I'm starting a Current Lover build and am wondering, has anyone experimented with alternate Current Lover input caps? The schematic shows 0.039u (39n), which is what both the 1981 9V Mistress and the Tonepad version used, but the pre-1981 Mistresses all used 0.1u which would allow more bass through. I was a guinea pig a couple of years ago for an amazing pedal designer who was working out the kinks in his take on a 9V Mistress; while he was using 0.1u at the time, I felt it sounded too "tubby" compared to the bypass signal, so he swapped it for a 0.082u which is what I believe he's still using (and that's the flanger that's been on my board ever since).

I'm thinking of socketing that spot to experiment on my own, but if someone's already done it, hey, chime in!

DeepBlueC

Nothing, huh? Guess I'm on my own...  8)

FWIW, going to 0.082uF from 0.1uF in my buddy's circuit was a clearly audible difference to both of us... more true to the bypass signal... but any smaller and there was noticeable bass loss. Maybe part of why the Current Lover demo sounds brighter than I would expect?

If I'm way off on this, please someone correct me so that everyone who builds a Current Lover from here on out doesn't do unnecessary cap-swapping... not everyone is as ridiculously picky or experimental as I am.  ;D

stecykmi

i don't doubt what you're saying. a 0.039uF input cap is pretty small, it would likely cut some bass. it was probably chosen deliberately as an overall tone shaping cap.

DeepBlueC

Yeah, I could be way off, but it's interesting the cap was changed for the first 9V EM version. Before that EMs were regulated down to 12V internally from an 18V supply, so I'm thinking it was done more to address headroom lost when going from 12V down to 9 than anything else... with the downside of thinner, less-bottom-end tone.

And this is one time when less bottom end is not necessarily good. :D

DeepBlueC

Thought I'd report back in case anyone stumbles on this thread.
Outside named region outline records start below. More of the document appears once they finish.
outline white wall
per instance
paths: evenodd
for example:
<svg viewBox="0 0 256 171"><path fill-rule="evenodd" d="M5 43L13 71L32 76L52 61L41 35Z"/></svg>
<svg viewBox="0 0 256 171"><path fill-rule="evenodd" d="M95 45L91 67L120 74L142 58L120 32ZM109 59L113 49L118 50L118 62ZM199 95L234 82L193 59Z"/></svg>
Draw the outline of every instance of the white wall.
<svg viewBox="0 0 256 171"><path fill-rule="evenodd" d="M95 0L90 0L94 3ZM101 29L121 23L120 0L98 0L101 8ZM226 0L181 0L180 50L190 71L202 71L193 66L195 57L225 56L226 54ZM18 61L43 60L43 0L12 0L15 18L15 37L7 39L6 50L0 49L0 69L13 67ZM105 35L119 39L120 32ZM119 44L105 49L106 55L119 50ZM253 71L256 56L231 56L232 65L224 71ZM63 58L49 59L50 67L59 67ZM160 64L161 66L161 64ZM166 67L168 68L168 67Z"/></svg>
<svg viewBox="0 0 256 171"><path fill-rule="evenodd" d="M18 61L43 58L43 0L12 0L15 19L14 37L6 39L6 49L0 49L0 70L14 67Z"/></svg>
Running my Current Lover at both 9 and 15V, I auditioned the 0.039uF listed in the project as well as 0.082uF and 0.1uF. Strangely (or maybe not so strangely for those more in the know about this circuit), the 0.039uF was the clear winner to my ears. The effect sounded warmer and fuller with more bass but no audible degradation of treble compared to either of the other two. It's the way I had hoped the Current Lover would sound, even when stacked up against my go-to Hartman (which is still a work of art, I must say).

Anyway, it was worth the experiment to satisfy my curiosity, but the 0.039uF stays. Score another one for The Mad One. (And I'm firmly on the "15V is better in this circuit" bandwagon for anyone curious about that.)